Fatwa Satwa Langka: Kontribusi Islam dan ‘Ulama kepada Dunia dan Planet Bumi

Umat Islam, dikaruniai sebuah kelebihan yang luar biasa, dan mereka sesungguhnya dibekali pula dengan konsep yang sangat baik dalam penuntun kehidupan: dunia dan akhirat. Tapi, sayang sekali umat Islam telah banyak lupa dengan keberuntungan itu.

Secara ekonomi, negara-negara Islam banyak memiliki kekayaan sumber daya alam yang melimpah, seperti tambang minyak di Timur Tengah dan kekayaan alam keanekaragaman hayati yang beragam dan belum dimanfaatkan dengan baik di Timur Jauh, termasuk di Indonesia.

Kekayaan alam seperti minyak akan habis, demikian pula tambang. Tapi kekayaan sumber daya hayati pun tampaknya akan pupus disebabkan keserakahan manusia dan kebijakan yang tidak arif dan mempunyai visi jauh kedepan. Investasi yang rakus dan tidak mempertimbangkan kelestarian lingkungan ini, disadari atau tidak, pada akhirnya membawa bencana yang tidak menguntungkan pada semua penghuni planet ini. Tuhan telah menyediakan kestabilan bumi dan ekosistemnya sehingga manusia dapat hidup dengan harmoni didalamnya. Allah swt pula yang memperbaikinya, “…dan janganlah kamu melakukan kerusakan di bumi, setelah  (Allah) memperbaikinya (Qs.al Araf 56 ).
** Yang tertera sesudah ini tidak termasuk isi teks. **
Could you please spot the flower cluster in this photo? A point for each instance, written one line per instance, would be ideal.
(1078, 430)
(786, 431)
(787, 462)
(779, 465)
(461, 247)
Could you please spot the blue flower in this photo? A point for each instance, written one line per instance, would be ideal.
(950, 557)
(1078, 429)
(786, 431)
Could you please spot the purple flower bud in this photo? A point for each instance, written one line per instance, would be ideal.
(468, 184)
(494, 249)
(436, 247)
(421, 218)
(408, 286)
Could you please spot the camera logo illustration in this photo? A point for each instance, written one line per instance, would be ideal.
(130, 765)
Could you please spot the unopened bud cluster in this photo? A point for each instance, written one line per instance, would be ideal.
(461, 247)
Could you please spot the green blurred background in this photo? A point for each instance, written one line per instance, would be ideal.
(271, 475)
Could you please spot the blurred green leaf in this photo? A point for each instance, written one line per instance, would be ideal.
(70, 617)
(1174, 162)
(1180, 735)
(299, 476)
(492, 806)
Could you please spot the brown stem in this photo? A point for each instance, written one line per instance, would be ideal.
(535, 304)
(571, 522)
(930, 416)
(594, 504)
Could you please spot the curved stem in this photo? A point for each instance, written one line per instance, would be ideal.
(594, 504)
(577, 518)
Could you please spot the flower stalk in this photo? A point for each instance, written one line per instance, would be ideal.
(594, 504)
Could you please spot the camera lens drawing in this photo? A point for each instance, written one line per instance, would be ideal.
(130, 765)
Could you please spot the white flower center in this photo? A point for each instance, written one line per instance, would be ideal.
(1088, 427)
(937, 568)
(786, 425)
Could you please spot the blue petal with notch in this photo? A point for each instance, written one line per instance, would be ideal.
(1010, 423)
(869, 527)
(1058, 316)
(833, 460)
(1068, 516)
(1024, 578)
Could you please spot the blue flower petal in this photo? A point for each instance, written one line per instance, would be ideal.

Lihat: Publikasi Fatwa Perlindungan Satwa Langka untuk Keseimbangan Ekosistem (pdf)

Kemudian Allah memerintahkan manusia supaya tidak berperilaku mubazir dan boros, karena sumber daya manusia adalah terbatas. Semuanya. Lalu diperintah berbuat adil, karena keadilan merupakan sendi kehidupan yang harmonis. Ada kaya dan miskin, tapi ada sejumlah hak orang miskin pada kekayaan si kaya. Maka ada skema shadaqah, infak, zakat, pajak, jizyah…apapun bentuknya untuk keseimbangan dan keadilan sosial.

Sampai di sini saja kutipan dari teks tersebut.